The International Congress of Mathematicians awarded the Fields Medal, regarded as the mathematical Nobel, to 40-year-old Perelman, his countryman Andrei Okounkov, Australian Terence Tao and France's Wendelin Werner in the Spanish capital Madrid.
Perelman was granted his share of the award worth 11,000 euros (14,000 dollars) for solving the Poincare Conjecture, one of the biggest mathematical problems which has defied the world's best brains for over a century.
His discovery also qualifies him for a million-dollar award from the Clay Mathematics Institute in the United States.
Yet King Juan Carlos only presented the medal to the three other winners, with International Mathematical Union president John Ball announcing that Perelman had rejected the prize.
Mathematics was a basic tool for understanding the world, an 'unquestionable' pillar of education and an 'indispensable' instrument for ensuring human progress, the Spanish monarch said in his inaugural address.
Some 3,500 mathematicians from 126 countries attended the congress, held every four years since 1936, which was hosted by Spain for the first time.
The countries with the most representatives included Spain, the United States, Japan, France, India and Germany.
Perelman became the first person to turn down the Fields Medal, which is awarded to mathematicians aged up to 40 years to promote investigation.
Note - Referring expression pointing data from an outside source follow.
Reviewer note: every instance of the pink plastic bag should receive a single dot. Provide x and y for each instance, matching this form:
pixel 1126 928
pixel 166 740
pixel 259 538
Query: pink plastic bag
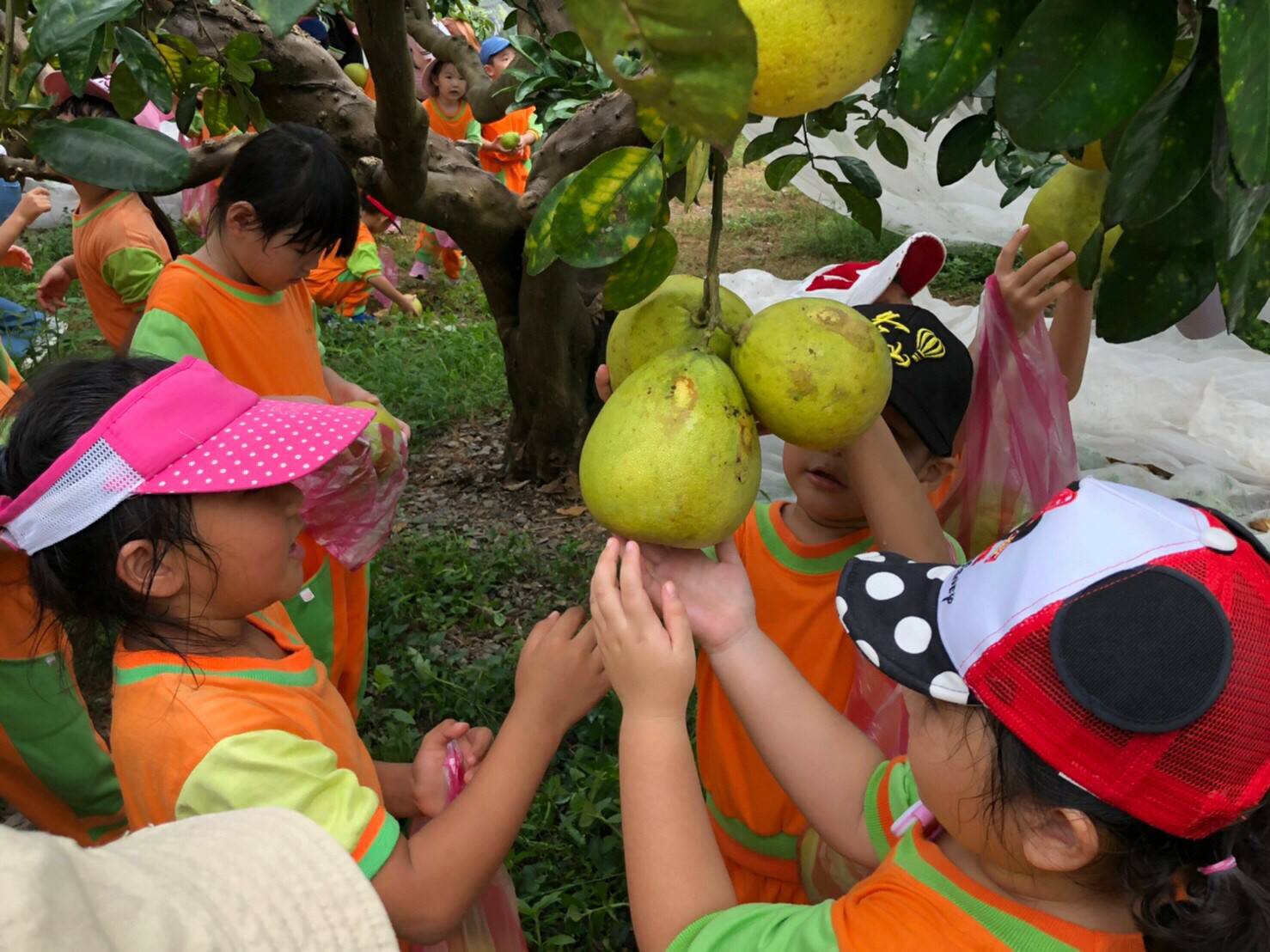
pixel 493 925
pixel 351 502
pixel 1017 447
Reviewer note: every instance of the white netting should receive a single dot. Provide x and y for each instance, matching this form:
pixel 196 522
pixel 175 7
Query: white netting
pixel 93 485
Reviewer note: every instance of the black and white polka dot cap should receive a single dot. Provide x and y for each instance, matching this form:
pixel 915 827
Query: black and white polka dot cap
pixel 929 626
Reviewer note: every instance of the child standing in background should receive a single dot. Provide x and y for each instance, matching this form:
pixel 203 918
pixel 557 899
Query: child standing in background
pixel 121 239
pixel 345 282
pixel 241 303
pixel 508 162
pixel 449 116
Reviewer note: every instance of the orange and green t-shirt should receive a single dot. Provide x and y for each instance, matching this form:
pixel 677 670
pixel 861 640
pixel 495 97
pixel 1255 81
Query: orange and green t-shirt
pixel 510 168
pixel 55 768
pixel 452 127
pixel 917 899
pixel 342 284
pixel 207 734
pixel 267 342
pixel 119 255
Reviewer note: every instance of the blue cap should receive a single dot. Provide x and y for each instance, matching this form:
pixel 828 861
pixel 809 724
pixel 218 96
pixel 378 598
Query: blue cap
pixel 492 47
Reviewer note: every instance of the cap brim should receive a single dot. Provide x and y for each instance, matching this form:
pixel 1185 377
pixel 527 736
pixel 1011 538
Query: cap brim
pixel 272 443
pixel 889 607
The Russian reportedly felt the prize was 'irrelevant' and that the correctness of his discovery was a sufficient reward. 'I do not think anything that I say can be of the slightest public interest,' he was quoted by India's Sunday Telegraph as saying.
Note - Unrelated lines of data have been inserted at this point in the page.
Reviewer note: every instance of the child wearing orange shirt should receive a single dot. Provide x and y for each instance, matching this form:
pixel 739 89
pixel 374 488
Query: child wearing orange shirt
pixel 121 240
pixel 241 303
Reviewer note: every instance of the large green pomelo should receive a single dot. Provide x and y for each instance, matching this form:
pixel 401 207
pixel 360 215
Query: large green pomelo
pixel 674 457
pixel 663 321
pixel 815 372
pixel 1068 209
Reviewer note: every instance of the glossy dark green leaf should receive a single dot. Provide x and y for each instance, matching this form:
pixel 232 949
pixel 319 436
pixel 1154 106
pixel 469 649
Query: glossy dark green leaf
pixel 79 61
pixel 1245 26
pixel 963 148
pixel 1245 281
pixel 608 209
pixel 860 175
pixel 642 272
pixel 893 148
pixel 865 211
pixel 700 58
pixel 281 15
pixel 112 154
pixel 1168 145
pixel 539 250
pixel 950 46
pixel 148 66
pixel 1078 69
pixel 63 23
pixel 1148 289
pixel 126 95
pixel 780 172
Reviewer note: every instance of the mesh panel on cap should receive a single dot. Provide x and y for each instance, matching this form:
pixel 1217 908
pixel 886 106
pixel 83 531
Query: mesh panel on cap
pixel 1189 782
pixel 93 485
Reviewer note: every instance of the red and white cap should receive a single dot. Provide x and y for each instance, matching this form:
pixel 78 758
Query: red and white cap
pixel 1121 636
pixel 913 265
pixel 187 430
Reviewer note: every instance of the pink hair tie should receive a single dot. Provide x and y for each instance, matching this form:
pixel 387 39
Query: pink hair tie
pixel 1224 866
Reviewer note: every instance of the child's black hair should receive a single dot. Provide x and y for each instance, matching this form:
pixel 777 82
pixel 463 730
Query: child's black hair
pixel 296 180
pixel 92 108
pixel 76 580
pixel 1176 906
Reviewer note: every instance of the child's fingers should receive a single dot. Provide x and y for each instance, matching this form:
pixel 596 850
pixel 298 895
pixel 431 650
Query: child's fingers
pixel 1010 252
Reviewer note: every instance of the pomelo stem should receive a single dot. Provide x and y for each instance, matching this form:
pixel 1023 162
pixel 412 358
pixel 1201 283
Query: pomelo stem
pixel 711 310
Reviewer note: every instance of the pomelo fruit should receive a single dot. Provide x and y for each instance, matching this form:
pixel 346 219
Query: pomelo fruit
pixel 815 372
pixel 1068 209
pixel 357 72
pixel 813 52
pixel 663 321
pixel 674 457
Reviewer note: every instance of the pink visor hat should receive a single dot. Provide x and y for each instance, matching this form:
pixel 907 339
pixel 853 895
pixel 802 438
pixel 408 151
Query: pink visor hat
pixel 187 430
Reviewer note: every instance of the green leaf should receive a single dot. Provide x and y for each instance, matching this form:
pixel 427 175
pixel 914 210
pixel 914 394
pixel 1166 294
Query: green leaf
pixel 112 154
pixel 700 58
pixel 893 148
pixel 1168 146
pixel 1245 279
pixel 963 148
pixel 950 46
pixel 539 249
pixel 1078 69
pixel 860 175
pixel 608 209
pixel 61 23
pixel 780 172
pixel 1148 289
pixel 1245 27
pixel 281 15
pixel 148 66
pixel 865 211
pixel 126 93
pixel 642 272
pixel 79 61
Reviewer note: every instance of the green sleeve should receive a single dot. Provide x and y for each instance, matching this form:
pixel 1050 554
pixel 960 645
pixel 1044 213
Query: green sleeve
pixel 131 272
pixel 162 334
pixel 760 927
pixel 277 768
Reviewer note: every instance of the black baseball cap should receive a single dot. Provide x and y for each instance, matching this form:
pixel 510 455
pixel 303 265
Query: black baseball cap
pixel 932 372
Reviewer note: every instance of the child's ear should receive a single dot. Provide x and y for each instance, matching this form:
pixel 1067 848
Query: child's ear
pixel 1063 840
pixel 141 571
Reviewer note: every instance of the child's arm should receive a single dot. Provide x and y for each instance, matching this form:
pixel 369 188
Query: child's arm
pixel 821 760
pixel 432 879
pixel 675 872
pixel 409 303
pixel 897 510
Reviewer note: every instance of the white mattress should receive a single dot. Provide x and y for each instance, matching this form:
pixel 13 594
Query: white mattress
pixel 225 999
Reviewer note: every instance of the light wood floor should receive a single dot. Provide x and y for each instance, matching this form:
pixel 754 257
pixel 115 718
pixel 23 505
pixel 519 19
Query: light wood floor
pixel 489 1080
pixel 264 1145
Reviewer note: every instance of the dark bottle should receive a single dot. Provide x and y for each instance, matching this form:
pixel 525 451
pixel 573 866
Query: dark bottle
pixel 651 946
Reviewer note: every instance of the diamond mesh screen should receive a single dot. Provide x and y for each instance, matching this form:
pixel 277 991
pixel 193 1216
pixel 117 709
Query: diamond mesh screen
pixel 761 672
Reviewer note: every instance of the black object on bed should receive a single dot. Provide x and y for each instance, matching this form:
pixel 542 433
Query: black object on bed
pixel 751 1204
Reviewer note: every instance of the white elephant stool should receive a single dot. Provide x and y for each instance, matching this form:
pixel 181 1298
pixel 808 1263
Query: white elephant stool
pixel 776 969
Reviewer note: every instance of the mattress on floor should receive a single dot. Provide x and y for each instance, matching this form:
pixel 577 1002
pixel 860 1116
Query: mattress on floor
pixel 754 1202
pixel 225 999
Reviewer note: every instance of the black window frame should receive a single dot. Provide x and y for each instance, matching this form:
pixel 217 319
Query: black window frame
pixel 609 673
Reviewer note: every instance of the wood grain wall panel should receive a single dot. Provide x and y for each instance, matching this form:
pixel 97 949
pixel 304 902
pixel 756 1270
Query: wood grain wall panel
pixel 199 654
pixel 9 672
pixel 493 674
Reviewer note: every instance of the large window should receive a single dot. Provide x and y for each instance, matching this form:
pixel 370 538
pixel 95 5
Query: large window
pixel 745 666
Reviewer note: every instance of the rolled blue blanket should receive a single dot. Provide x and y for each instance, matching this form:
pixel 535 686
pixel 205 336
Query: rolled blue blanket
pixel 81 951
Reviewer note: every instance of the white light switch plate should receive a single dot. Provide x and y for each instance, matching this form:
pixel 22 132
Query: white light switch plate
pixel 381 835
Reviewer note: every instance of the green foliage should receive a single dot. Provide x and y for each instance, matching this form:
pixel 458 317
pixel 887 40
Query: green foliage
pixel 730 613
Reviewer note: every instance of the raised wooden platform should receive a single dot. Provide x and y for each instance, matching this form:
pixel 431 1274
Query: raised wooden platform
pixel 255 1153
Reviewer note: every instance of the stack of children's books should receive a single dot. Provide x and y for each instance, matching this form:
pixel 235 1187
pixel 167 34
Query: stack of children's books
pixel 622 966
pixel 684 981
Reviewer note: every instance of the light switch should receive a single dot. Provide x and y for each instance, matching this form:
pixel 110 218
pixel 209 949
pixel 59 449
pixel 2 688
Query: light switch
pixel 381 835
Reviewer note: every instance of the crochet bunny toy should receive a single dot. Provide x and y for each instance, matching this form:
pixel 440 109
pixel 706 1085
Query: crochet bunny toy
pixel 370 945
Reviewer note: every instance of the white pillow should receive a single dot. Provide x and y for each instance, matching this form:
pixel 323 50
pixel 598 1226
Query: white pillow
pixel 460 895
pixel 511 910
The other winners welcomed the news. Okounkov, who works at Princeton University in the United States, said he was attempting to 'connect mathematics with other scientific areas.'
Tao, 31, from the University of California, said he was surprised at his work being recognized at such a young age.
The congress also awarded two other prizes, the Nevanlinna Prize to American John Kleinberg for contributing to information sciences and the new Gauss Prize to Japanese Kiyoshi Ito for research with applications outside mathematics.
Perelman's enigmatic reputation and the expectation that he would refuse the Fields Medal increased curiosity towards the reclusive scientist born in Saint Petersburg.
Perelman recently resigned from the Steklov Institute in his native city, reportedly in disappointment of its treatment of him.
The mathematician, who prefers picking mushrooms to giving interviews, is believed to be unemployed and living with his mother on her small pension.
Perelman made his discovery - the fruit of a decade of work - public in a characteristically humble fashion, explaining his ideas on the internet and in a few lectures in the United States instead of publishing them in an academic journal.
'Money is not so important for him. He is completely absorbed by science,' Perelman's former colleagues were quoted by Spanish reports as saying.
'This man is an introvert. Perhaps sometimes he gives the impression of a slightly insane person. But madness is not a vice. On the contrary, it is the quality of bright mathematicians,' said Eugene Damaskinsky, Perelman's former colleague at the Steklov Institute.
Formulated by French mathematician Henri Poincare in 1904, the Poincare Conjecture studying the properties of shapes states that a certain condition suffices to ensure that a manifold is homeomorphic to a sphere.
The Clay Mathematics Institute in the United States has offered a million dollars for the first published proof of the conjecture, which could provide clues to the shape of the universe.
In 1996, Perelman refused a prize from the European Mathematics Society on the grounds that the jury was not qualified to judge his work.